A guerra contra Joana Marques Vidal
Aforma como o primeiro-ministro António Costa falou de Joana Marques Vidal, na entrevista que deu ao Expresso antes de ir de férias, é definitiva sobre aquilo que o Governo pensa da procuradora-geral da República. Costa não quer Joana como procuradora e não gosta do seu legado à frente do Ministério Público (MP). Pela primeira vez, o primeiro-ministro levantou o véu sobre as suas ideias em termos muito claros e muito relevantes para esta equação, cujo desfecho está aprazado para os próximos dois meses. É como se dissesse que prefere uma pessoa com outro perfil, coisa que indiscutivelmente os nomes apontados como mais próximos daquilo que o Governo quer, Orlando Romano e João Silva Miguel, têm. Romano esteve, por junto, 20 anos em comissões de serviço nas polícias (PJ e PSP) e João Silva Miguel também está há muitos anos em comissões de serviço de nomeação governamental. São pessoas competentes mas com trajectórias que os afastam das condições necessárias para o exercício de um cargo com a importância do de PGR. Se Costa não tem melhor trunfo para jogar é melhor apostar na recondução de Joana Marques Vidal, como muito provavelmente defenderá o Presidente da República. Mais se diga: também não há-de ser com uma “personalidade de reconhecido mérito” que venha de uma faculdade de Direito mais reputada que a questão se resolve. A boa reputação não chega para o que está em causa. No momento que vivemos, é preciso experiência, independência, alguém que já conheça os cantos à casa.

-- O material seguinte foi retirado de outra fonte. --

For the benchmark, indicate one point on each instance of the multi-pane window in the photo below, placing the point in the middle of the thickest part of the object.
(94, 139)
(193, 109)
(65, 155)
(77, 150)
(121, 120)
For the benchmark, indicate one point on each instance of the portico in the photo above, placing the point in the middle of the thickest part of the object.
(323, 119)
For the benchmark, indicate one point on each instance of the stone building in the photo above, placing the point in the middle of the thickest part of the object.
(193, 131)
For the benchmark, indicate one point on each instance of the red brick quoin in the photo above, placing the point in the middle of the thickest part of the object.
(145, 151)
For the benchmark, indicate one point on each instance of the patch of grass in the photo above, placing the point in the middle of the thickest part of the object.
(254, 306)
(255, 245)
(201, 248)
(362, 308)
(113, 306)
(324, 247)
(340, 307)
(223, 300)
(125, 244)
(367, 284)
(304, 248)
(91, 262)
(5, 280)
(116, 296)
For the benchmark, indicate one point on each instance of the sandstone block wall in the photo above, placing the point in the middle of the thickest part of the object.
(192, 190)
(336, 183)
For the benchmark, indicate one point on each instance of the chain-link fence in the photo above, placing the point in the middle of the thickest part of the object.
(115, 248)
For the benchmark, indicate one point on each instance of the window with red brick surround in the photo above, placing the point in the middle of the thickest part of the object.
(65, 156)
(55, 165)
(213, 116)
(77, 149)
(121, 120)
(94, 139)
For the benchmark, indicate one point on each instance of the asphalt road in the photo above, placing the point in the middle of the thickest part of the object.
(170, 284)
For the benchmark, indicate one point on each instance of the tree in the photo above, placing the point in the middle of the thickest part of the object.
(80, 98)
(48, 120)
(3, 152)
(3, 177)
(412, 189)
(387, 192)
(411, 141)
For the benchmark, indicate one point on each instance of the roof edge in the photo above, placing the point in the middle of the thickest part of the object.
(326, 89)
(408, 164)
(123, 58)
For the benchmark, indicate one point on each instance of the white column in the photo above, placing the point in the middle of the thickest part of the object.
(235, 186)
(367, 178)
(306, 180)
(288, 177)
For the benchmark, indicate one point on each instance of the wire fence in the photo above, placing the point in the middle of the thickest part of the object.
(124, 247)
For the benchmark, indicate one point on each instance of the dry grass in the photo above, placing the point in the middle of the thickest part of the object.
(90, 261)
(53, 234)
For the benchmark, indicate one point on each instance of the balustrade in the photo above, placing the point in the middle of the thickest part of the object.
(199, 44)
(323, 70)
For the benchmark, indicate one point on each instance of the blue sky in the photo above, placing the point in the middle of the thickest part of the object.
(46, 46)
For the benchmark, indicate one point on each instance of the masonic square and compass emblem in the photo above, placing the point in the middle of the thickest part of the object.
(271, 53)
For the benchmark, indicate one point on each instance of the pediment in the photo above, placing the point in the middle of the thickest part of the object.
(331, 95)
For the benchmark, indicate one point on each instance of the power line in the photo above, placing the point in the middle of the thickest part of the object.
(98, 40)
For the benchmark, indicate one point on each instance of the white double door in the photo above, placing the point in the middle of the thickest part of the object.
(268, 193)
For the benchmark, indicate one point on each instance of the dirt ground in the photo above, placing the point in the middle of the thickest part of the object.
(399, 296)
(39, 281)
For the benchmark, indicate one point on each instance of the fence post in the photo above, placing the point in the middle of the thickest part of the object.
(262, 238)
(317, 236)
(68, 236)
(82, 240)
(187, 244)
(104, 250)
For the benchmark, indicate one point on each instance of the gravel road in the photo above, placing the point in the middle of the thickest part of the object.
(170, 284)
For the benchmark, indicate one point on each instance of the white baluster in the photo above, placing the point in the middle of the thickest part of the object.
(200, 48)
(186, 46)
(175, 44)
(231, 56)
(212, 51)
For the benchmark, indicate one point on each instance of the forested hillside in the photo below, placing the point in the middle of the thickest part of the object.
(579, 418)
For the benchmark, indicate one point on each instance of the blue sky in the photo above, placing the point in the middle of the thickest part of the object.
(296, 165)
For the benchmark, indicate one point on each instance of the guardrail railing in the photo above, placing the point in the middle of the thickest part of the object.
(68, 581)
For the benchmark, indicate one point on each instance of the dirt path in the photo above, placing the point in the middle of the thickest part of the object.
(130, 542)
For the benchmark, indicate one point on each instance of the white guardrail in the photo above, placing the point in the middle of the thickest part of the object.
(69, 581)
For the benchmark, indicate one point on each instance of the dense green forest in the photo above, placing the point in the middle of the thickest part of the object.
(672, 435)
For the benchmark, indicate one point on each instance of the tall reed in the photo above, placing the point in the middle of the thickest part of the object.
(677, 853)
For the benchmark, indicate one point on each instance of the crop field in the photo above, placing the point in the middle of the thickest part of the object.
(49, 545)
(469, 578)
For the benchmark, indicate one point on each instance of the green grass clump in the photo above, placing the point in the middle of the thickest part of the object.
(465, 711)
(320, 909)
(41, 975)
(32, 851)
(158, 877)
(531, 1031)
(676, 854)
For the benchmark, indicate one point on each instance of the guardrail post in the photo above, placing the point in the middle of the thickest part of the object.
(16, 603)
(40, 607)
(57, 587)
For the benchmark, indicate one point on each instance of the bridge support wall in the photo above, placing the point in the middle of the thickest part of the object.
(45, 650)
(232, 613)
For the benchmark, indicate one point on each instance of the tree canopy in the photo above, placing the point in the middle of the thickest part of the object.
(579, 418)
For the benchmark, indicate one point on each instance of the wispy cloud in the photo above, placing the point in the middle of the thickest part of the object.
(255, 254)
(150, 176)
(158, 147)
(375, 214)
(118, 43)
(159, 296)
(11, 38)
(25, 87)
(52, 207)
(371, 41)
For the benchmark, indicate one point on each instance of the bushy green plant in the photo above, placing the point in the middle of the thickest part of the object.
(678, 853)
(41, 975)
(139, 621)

Como há muito se sabe, não existe qualquer obstáculo jurídico em torno da recondução. Também não há dúvidas sobre a isenção, imparcialidade e coragem que caracterizaram o mandato. Sabemos hoje que, ao contrário do sucedido no mandato anterior, o lugar não é ocupado por alguém que orienta o Ministério Público numa perspectiva de facção. Pelo contrário, a função é exercida por alguém que luta por um cumprimento integral da lei, pela sua aplicação igual a qualquer português e que orienta o MP por critérios de escrupulosa legalidade. Pode até ser salpicada por um despacho de arquivamento violento no caso das adopções da IURD, relativas ao tempo em que era coordenadora no Tribunal de Família e Menores, mas isso nunca prejudicará a sua imagem de magistrada séria e competente. Se há coisas que Joana Marques Vidal fez na vida profissional foi lutar pela transformação positiva da justiça de família e menores, remando contra todos os condicionalismos da época em matéria de funcionamento dos tribunais.
Uma coisa é certa: quem não quer a sua recondução no cargo é porque tem uma agenda diferente para o Ministério Público. Ou porque está a vingar-se. Resta saber se essa agenda não passa por destruir todo o caminho de reforço da autonomia e independência feito até aqui. Se não passa por dinamitar todos os casos em que o MP incomodou o poder político e construir uma magistratura dócil, sem músculo e, pior do que isso, sem vontade sequer. Num País em que aplicar uma pena de prisão efectiva demora quatro ou cinco anos e é atrasada por recursos que só os ricos podem pagar, construir um Ministério Público controlado politicamente é um crime de lesa-pátria.